To run a successful franchise, franchisees need to operate from a location that is affordable, spacious enough and in many cases in an area where a large number of people go every day.
Franchises will often be heavily involved in the location search. Help can come in the form of detailed selection criteria with information covering subjects such as the population of the surrounding area and the age and gender makeup if necessary, or how many people visit an a town, city center or shopping area.
With franchises that do not require face-to-face sales in a building, such as accountancy, internet, merchandising and home maintenance and services franchises, an office or warehouse is often the best place to work from.
However, other franchises need to sell products to customers either mainly or solely face-to-face, therefore they need to assess the places in their area where are lot of people visit or go past.
Large shopping centers or malls are certainly a place where there is a high amount of foot traffic and can present franchisees with an excellent location.

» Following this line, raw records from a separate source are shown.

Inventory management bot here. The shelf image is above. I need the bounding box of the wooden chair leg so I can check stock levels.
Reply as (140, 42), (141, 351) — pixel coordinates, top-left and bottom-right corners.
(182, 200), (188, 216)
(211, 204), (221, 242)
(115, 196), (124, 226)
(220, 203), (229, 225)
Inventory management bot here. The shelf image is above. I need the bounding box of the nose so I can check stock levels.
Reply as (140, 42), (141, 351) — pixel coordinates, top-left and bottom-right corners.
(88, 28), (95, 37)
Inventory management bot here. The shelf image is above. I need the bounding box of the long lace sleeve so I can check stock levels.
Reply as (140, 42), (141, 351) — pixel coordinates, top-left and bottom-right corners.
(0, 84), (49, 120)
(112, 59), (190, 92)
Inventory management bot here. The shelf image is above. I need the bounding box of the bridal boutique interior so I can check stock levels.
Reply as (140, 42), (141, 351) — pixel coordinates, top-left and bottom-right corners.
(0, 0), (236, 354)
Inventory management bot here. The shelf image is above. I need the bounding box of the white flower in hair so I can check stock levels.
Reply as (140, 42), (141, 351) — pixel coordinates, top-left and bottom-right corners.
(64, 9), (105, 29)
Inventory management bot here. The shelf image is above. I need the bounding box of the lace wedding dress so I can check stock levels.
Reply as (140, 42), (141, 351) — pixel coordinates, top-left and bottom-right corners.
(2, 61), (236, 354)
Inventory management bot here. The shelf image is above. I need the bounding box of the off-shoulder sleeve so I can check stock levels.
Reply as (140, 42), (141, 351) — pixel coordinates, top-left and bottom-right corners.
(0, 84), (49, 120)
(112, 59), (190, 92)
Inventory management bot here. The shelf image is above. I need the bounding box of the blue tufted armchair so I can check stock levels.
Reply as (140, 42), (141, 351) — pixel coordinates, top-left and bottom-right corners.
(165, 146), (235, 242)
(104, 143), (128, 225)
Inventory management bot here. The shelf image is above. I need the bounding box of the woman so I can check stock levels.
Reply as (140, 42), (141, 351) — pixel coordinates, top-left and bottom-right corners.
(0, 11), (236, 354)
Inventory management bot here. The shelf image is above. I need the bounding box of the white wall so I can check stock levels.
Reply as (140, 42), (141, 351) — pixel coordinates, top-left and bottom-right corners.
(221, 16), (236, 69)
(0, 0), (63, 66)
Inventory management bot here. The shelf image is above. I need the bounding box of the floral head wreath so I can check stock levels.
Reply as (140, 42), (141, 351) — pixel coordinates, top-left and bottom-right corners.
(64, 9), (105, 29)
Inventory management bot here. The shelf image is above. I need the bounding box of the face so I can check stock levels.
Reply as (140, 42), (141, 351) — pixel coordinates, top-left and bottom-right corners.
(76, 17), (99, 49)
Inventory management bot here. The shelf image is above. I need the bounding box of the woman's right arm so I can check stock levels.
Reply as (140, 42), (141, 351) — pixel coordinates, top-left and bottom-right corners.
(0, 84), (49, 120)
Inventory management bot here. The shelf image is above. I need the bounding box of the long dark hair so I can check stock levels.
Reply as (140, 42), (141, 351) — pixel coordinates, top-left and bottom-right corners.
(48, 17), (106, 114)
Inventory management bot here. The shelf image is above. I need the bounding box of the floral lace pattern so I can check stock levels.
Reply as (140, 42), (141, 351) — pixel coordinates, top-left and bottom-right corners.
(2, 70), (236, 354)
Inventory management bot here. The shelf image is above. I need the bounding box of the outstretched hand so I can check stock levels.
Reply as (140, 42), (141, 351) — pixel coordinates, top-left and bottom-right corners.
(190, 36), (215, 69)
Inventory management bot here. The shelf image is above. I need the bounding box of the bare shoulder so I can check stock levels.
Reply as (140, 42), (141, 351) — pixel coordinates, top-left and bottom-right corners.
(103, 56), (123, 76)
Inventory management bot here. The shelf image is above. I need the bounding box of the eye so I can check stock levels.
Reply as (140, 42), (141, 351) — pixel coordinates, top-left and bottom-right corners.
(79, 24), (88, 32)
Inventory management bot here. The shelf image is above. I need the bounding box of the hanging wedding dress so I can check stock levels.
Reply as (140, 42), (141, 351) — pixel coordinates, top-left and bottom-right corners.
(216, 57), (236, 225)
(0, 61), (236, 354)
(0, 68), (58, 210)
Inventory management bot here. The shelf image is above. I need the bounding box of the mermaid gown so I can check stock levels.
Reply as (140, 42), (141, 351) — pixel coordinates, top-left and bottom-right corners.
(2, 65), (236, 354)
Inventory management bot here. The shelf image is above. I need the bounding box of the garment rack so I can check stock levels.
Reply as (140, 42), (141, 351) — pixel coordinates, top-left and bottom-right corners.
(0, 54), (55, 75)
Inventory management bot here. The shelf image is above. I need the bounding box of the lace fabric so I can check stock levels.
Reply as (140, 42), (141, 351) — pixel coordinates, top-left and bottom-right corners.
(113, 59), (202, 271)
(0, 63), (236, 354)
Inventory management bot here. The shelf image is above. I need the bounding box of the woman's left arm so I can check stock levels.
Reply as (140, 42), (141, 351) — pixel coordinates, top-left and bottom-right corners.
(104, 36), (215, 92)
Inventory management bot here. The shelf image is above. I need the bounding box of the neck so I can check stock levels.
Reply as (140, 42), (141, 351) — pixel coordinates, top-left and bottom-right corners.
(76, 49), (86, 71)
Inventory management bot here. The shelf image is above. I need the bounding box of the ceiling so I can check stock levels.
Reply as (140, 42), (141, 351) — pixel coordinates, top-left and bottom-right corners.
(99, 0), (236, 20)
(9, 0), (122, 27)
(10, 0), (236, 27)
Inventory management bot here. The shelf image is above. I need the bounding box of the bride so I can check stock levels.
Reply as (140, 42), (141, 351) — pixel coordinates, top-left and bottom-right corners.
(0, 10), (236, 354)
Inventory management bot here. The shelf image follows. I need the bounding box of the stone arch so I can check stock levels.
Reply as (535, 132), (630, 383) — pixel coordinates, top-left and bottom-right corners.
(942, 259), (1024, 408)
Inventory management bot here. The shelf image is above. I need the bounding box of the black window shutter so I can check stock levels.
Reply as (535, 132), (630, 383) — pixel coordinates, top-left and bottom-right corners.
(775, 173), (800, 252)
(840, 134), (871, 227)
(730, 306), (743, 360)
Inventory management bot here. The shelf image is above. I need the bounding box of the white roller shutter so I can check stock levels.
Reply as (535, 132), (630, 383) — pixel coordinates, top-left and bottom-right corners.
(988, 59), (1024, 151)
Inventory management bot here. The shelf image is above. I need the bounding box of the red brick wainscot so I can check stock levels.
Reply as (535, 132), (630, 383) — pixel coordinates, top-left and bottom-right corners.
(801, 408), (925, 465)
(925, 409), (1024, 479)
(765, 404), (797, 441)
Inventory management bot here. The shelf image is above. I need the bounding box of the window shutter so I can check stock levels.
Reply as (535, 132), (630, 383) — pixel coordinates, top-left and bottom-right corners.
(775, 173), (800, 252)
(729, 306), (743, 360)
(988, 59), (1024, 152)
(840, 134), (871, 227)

It is likely though those extra charges such as area maintenance, association dues and advertising will have to be paid.
Other options are city or town centre shopping areas or neighborhood shopping complexes in suburb areas which usually contain a supermarket and a few other large retailers.
These can vary in quality and the number of people who visit them so it is important to do extensive market research and obtain, if possible, figures detailing the number of people who shop in these areas.
Wherever the retail location, franchisees need to bear in mind where the retail spaces available are in relation to competitors and what its neighboring stores are as most of them may attract and different target audience to what the franchisee is looking to get.
Once a possible location has been found, most franchisors will want to approve it and as well as how many people could potentially visit it and its cost, the franchisor will take into account the size of the building.
This is because there needs to be enough room for all the equipment and other stock, with ideally room left over if the business is successful and needs more staff and equipment.
The one potential obstacle left if the franchisor approves the building is the lease negotiation, which should involve a real estate broker.
Along with the franchisor and broker, franchisees need to ensure the rent and other costs such as real estate taxes and landlord insurance are reasonable.
In addition, franchisees need to ask if there is any financial aid available from the landlord in the form of free rent allowances and tenant improvement allowances.